London on Tuesday was notable for two striking speeches, one by Lord Rothschild and one by Dr. Chaim Weizmann. If Dr. Weizmann is rightly reported he made a statement—" we can consider no solution which would condemn the Jews to the position of a permanent minority in their national home "—which will considerably aggravate existing difficulties. It is not clear whether the Zionist leader is claiming for the Jews numerical equality or an actual majority, but the words " in their national home " imply that the Jews had been promised Palestine as a national home. That was never the case. They were promised a national home in Palestine, which is a quite different matter.
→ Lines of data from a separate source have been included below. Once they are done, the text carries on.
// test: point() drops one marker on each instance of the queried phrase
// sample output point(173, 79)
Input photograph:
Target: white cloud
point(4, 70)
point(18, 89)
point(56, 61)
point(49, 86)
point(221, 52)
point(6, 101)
Lord Rothschild, to whose uncle the Balfour Declaration was handed twenty-one years ago, is under no illusions about that, and his speech, in which he refused to allow his Jewish traditions to run counter to his loyalty to the British Govern- ment, revealed an attitude which, if it were more generally adopted, would do a great deal to smooth the way to a settle- ment by agreement on the basis of moderate claims. He recognised frankly that it was idle to expect Palestine to absorb the hundreds of thousands of actual and potential refugees in Central Europe ; to count on that, or anything like it, would be to obscure the necessity for seeking homes for most of them elsewhere.